Bestselling Italian writer-turned-director Donato Carrisi (“The Girl in the Fog,” “Into the Labyrinth”) has started shooting near Lake Como on his third feature film “I Am the Abyss.”
Vision Distribution is launching international sales at the online American Film Market on the pic, which based on his new thriller by the same title.
Carrisi, who has penned 11 international bestsellers and sold over 3 million copies of his books worldwide, shot to the top of Italy’s book charts earlier this year shortly after “I Am the Abyss” was published in Italy in November 2020.
The psychological chiller involving a serial killer set in an atmospheric lakeside setting, has been translated in Germany, France and other countries and will be out in the U.K. this month.
Carrisi in a statement called his latest work “a thriller involving deep feelings in which the twists and the suspense are built around the characters’ narrative arcs.

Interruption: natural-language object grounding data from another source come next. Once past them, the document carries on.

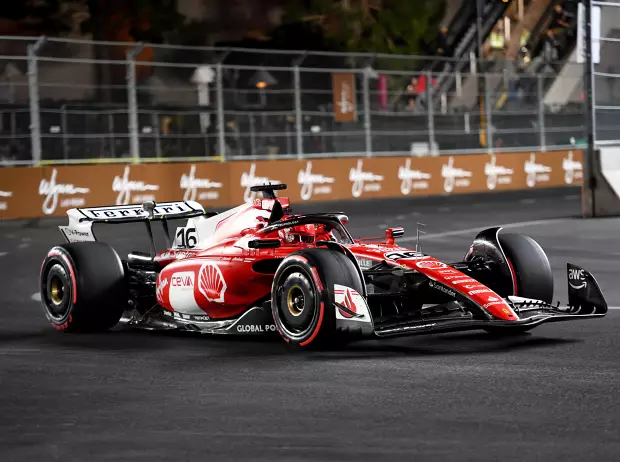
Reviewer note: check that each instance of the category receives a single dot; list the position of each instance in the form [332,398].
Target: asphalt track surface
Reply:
[126,395]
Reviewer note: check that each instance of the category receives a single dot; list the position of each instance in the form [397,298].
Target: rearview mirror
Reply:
[393,233]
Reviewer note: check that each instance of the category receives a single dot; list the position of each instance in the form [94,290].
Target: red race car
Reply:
[259,268]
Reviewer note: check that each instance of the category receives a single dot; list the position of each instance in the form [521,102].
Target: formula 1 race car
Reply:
[258,268]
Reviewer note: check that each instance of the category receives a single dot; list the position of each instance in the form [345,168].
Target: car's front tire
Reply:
[302,297]
[83,287]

“There is a visible story, but there is also a submerged one that flows silently and then suddenly emerges,” he added. “And that is the one that strikes the viewer when they least expect it in that little spot in our heart where we keep empathy.”

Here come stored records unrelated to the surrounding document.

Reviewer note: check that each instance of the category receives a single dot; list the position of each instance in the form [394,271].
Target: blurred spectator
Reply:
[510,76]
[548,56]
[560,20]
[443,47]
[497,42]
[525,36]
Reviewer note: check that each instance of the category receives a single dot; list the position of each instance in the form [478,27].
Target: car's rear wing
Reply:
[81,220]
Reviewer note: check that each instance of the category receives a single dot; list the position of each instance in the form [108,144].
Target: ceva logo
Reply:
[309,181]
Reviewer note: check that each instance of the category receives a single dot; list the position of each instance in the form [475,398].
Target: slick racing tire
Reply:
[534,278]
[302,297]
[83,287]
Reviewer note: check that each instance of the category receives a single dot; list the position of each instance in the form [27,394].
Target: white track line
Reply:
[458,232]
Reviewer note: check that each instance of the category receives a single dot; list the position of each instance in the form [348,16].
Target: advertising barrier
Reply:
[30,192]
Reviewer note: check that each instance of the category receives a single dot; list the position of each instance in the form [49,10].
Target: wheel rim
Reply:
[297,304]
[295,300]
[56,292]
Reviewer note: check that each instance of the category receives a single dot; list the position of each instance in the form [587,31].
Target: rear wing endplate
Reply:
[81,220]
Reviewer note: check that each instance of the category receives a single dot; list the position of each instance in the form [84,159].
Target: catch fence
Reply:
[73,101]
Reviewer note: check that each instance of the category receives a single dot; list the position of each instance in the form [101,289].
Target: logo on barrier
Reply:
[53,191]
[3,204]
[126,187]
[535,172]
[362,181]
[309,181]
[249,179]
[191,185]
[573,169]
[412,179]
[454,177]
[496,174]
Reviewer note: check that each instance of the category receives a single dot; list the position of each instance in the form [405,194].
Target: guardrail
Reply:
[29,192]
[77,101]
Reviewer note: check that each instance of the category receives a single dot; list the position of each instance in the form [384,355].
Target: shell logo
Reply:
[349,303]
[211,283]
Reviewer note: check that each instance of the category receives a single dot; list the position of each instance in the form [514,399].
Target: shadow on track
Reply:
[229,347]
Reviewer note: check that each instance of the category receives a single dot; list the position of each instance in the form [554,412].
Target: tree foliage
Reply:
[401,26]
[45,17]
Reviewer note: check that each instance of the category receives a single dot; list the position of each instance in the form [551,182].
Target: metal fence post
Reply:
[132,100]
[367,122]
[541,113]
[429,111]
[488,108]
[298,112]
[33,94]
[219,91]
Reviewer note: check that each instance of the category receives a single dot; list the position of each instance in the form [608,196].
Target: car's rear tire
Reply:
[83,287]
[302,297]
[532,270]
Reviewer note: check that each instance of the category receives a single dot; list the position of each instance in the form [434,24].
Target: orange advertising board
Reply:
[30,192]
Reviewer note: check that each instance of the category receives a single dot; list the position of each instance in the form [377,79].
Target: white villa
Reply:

Cast on “I Am the Abyss” is still being kept under wraps, even though cameras are rolling.
The film is being co-produced by Italy’s Palomar, the Italian production outfit that’s part of France’s Mediawan Group, and Vision Distribution, which is headed by veteran Italian sales agent Catia Rossi. Palomar has produced some of Italy’s top recent films and series, including Oscar-nominated Sophia Loren-starrer “The Life Ahead” and the “Inspector Montalbano” skein.
Vision Distribution is the sales arm of a unique content alliance formed in 2016 by pay TV operator Sky Italia and five prominent Italian production companies — ITV-owned Cattleya, Fremantle’s Wildside, Lucisano Media Group, Indiana Production and Palomar— that inked a deal to jointly release their films domestically.
Carrisi’s previous films “The Girl in the Fog,” which starred Toni Servillo and Jean Reno, and “Into the Labyrinth,” with Servillo and Dustin Hoffman, travelled widely.